Now, with a new record in tow, the duo is hitting the road — sans Friendzone. They’re rocking Webster Hall on July 23 and stopping by Rough Trade records for a free in-store performance on July 25 before eventually heading back to NYC in August for the inaugural Billboard Music Fest in Jones Beach. “New York has always been our third home, after L.A.,” Squadda says. “We’re ready to get out there and branch out.”

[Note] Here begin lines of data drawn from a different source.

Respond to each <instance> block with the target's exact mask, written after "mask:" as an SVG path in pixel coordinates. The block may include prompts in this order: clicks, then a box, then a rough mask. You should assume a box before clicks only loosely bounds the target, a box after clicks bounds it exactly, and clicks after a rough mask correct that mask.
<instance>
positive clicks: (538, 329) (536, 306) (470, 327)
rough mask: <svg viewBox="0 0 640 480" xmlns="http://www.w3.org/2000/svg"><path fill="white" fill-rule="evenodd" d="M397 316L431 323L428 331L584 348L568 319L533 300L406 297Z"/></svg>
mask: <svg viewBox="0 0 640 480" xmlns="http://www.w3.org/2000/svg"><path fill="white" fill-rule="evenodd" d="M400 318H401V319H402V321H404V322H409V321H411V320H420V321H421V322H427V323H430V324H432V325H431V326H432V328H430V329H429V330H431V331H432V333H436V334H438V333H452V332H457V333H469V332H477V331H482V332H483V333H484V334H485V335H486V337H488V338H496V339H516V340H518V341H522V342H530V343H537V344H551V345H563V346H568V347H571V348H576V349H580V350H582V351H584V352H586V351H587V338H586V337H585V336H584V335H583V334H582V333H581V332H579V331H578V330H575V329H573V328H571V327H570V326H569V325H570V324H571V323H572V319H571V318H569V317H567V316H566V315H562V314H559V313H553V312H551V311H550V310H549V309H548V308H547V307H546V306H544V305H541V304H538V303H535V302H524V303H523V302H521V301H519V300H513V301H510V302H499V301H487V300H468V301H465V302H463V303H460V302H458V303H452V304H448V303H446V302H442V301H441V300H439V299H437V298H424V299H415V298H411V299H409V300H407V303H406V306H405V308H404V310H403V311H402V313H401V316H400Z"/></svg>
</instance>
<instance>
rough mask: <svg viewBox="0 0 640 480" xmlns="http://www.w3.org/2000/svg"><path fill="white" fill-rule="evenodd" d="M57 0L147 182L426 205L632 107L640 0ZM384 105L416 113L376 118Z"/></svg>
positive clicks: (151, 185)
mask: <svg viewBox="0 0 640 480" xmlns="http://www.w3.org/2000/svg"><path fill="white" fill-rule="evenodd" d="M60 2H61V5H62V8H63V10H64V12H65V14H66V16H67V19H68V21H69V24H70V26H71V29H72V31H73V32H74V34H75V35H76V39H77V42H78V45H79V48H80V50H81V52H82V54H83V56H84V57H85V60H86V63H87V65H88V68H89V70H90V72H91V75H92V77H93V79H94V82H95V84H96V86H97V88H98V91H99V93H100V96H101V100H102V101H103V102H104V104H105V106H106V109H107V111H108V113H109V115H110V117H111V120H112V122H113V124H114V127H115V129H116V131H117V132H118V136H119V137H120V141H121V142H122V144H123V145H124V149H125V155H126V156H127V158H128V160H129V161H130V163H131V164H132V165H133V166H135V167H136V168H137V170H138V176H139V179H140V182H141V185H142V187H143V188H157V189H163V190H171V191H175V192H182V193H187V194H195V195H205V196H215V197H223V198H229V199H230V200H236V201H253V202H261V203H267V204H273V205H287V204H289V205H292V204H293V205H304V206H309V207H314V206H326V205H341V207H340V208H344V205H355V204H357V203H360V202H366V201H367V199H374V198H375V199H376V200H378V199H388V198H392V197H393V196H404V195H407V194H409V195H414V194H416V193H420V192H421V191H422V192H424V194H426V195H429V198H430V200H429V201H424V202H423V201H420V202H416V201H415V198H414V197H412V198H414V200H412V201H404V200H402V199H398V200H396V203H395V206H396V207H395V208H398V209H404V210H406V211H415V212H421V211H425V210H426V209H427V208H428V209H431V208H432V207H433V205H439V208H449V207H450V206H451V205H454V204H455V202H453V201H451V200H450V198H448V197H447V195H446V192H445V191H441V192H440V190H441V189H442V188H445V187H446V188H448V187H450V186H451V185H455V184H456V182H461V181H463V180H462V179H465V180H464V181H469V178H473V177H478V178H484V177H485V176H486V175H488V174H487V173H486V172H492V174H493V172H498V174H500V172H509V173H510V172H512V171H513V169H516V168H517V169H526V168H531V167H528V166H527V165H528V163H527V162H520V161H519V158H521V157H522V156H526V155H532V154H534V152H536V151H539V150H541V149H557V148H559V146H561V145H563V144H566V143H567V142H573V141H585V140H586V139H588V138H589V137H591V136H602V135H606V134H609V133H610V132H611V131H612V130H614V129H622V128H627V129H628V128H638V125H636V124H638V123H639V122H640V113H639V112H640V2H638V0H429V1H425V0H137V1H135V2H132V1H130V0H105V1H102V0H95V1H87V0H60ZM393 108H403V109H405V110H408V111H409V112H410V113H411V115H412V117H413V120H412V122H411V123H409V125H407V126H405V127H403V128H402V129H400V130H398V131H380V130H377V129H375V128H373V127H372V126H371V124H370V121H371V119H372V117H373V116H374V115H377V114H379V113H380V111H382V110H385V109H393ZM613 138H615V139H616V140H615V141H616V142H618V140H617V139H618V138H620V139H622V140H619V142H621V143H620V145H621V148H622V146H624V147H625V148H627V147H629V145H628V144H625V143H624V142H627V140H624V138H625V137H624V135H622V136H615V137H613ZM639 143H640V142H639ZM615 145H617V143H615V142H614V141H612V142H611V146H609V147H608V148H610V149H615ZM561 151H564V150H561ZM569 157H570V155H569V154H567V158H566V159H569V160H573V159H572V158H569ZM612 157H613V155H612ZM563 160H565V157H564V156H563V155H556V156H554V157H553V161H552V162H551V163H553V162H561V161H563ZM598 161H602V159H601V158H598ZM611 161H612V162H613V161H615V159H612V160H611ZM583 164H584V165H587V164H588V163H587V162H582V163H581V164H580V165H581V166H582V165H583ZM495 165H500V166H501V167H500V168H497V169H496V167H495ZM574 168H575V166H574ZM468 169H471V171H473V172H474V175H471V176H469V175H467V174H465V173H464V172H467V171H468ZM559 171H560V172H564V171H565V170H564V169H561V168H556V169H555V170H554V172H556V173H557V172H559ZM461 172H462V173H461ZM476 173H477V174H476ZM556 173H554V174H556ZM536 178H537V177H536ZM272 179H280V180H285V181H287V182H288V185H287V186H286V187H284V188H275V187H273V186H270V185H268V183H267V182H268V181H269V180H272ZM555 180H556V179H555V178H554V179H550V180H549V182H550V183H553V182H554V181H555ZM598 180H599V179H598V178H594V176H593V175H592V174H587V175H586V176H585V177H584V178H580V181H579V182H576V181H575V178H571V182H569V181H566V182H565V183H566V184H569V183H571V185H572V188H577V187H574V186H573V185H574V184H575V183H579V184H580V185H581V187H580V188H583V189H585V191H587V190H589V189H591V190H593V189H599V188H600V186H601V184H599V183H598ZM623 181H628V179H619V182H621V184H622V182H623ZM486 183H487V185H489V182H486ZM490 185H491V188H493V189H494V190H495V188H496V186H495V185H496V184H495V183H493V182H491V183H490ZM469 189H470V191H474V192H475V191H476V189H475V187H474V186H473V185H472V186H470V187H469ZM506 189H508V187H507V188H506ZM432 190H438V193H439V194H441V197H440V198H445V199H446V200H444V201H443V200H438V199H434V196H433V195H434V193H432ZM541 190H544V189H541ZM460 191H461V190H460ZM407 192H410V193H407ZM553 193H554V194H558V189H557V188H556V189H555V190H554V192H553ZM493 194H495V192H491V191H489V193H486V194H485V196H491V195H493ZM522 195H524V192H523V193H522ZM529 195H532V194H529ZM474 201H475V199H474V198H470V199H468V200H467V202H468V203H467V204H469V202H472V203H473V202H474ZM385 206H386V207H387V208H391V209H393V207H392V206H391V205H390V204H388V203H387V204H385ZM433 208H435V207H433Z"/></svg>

They are already fairly well connected throughout town. Back in 2011, the duo was featured on A$AP Rocky’s debut, Live.Love.A$AP. While A$AP’s gone on to ride the cloud-rap wave to the mainstream music and film fronts, Main Attrakionz have hovered in relative obscurity. Still, it doesn’t faze them. They stay comfortably in the cut.
“I ran into [Rocky] in the club, maybe like a year or two ago,” says Squadda. “It’s all love. Whenever we bump shoulders, we dap up and talk. I just went and seen that Dope movie. Little mini Cam’ron, that’s what’s up.”
While they have a history in NYC, Squadda is setting his sights beyond the States. “We wanna go to Japan real bad,” he says. “On Bandcamp, our top source of downloads is Tokyo, then Brooklyn, then San Francisco, and then some other shit.”
Shinjuku Station could get real wavy in the coming months. But first up, it’s the boroughs getting a taste of the Bay’s hip-hop flavor. Main Attrakionz may have evolved their sound of cloud rap to a more sophisticated place, but their earnest approach to rhymes is still striking the same soulful chords.